Perhaps the most surprising discovery is that non-tourism sectors benefit more from tourism than tourism businesses themselves. Local farms, small shops, and service providers see greater income and production gains, thanks to the cascading effects of tourist spending. For example, restaurants that cater to tourists often buy produce from local farmers, who then spend their earnings at nearby retail shops or on household needs.

This reinforces the idea that strengthening supply chains between tourism and local agriculture or manufacturing can dramatically improve the economic footprint of tourism. Policies that promote local sourcing, local ownership of businesses, and employment of community members can amplify benefits. The study found that businesses with local ownership were more likely to hire locally and reinvest in the community.

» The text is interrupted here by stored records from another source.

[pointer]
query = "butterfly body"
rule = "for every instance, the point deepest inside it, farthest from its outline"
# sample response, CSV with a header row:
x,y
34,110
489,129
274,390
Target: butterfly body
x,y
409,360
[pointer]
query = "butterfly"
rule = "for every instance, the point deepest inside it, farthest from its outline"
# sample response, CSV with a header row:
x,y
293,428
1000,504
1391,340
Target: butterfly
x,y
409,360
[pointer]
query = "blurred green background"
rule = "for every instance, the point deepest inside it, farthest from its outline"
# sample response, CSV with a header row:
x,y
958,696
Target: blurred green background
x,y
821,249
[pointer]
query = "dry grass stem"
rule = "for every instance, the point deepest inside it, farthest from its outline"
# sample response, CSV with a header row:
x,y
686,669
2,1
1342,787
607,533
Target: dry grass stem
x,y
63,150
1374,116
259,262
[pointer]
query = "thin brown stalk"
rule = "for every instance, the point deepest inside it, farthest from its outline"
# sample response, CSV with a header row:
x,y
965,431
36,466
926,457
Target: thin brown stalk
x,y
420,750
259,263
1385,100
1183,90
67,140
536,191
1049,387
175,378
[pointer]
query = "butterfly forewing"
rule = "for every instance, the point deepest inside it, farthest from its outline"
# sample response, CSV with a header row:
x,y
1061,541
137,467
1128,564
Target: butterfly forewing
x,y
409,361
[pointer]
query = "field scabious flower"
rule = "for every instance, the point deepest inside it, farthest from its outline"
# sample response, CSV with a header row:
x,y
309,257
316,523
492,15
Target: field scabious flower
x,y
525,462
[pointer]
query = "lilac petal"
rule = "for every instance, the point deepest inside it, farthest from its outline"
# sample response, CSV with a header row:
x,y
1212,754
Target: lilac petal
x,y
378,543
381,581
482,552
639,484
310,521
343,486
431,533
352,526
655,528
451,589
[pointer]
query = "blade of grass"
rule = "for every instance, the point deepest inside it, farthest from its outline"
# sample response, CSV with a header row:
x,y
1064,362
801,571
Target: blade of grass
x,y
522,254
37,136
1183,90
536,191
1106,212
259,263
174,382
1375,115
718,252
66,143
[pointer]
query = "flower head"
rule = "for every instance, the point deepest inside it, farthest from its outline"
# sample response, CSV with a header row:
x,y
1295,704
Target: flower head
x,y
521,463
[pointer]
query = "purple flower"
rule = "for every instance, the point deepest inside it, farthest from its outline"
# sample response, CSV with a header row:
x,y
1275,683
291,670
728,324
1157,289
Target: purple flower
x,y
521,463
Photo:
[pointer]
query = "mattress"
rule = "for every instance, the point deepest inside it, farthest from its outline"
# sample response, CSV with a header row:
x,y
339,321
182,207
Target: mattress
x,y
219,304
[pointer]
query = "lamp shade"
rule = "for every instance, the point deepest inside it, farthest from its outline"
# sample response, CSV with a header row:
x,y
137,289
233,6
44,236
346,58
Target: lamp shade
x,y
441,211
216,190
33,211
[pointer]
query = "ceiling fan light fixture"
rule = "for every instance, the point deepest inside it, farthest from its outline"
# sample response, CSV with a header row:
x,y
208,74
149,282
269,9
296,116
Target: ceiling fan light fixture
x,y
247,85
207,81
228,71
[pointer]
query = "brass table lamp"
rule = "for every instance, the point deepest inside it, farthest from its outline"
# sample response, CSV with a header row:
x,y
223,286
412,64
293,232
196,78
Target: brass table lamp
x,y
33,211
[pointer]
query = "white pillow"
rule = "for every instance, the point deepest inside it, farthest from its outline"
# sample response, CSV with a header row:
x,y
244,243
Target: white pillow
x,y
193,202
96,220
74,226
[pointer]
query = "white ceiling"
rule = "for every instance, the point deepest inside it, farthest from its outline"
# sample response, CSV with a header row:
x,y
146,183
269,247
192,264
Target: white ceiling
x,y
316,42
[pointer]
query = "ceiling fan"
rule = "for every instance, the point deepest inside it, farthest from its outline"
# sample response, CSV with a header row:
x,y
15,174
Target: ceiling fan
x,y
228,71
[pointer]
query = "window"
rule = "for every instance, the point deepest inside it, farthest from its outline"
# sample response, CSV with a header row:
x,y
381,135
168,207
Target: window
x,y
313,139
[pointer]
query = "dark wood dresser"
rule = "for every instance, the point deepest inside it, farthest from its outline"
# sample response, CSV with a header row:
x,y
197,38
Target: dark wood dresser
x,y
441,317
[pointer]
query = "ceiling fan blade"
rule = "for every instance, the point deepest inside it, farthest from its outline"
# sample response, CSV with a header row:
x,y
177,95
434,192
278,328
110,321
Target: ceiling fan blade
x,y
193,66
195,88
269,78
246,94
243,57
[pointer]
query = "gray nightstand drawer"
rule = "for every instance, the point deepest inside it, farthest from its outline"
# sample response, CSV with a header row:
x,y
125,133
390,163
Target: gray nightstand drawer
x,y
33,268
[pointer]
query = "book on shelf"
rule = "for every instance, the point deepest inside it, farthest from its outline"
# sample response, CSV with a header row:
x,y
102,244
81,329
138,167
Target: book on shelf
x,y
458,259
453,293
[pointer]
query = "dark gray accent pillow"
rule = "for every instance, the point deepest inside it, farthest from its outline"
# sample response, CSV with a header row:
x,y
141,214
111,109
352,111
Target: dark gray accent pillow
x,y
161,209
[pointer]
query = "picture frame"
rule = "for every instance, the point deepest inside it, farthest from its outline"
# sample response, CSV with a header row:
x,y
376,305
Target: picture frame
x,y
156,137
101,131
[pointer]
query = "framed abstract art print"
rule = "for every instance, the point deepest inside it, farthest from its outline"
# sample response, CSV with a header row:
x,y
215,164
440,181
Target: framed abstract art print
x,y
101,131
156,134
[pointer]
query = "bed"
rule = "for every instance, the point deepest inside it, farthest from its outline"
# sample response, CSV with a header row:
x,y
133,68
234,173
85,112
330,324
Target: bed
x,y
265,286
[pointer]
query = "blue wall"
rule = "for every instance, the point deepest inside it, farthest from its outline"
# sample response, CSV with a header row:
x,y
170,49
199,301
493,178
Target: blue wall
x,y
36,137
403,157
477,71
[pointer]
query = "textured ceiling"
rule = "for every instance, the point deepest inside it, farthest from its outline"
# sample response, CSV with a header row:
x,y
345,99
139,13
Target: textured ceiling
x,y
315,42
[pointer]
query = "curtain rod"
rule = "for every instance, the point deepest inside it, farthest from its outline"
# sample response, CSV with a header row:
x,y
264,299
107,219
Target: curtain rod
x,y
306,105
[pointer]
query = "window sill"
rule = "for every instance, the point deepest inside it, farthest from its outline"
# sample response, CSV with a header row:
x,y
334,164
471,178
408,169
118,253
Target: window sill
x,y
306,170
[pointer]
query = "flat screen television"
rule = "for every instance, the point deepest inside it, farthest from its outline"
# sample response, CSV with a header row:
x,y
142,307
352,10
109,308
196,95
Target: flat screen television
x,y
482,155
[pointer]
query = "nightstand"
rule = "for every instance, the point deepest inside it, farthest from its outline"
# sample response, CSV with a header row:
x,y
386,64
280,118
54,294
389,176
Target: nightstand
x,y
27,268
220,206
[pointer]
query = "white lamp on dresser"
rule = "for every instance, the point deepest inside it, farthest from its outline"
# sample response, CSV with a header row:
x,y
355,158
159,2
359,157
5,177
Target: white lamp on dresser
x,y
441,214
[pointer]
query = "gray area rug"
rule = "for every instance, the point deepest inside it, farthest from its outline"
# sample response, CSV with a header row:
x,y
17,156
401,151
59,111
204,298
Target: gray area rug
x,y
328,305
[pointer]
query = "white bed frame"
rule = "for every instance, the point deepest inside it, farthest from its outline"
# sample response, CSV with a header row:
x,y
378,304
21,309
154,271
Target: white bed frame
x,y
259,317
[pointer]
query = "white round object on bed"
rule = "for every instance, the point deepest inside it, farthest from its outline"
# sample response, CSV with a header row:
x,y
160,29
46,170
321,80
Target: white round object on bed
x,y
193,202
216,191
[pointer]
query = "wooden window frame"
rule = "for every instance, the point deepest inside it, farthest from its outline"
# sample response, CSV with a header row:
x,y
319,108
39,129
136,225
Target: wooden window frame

Smart Spending: Community Programs with High Returns

Uganda’s community revenue sharing program, which directs 20% of park entry fees and $10 per gorilla permit to nearby communities, also plays a pivotal role. According to simulations, every $100 spent through this program generates $245 in local GDP at QENP and $120 at BINP. These investments fund local infrastructure and reduce human-wildlife conflict, all while creating jobs and stimulating the local economy.

Moreover, the LEWIE-LITE model can project future impacts. Assuming pre-pandemic tourism growth continues, QENP could generate an additional $5.1 million in household income, and BINP up to $2.8 million, depending on how revenue is distributed. Such growth not only justifies the operational budgets of the parks but also validates increased investments in tourism infrastructure and community outreach.

Final Thought: A Blueprint for Inclusive Tourism

This report challenges decision-makers to think beyond park gates. Tourism’s potential lies not just in visitor numbers but in how deeply and widely tourist dollars flow into surrounding communities. With tools like LEWIE-LITE, Uganda now has the ability to make data-informed choices that ensure conservation and community prosperity go hand in hand. For a country blessed with extraordinary natural assets, this could be the roadmap to a greener, fairer economic future.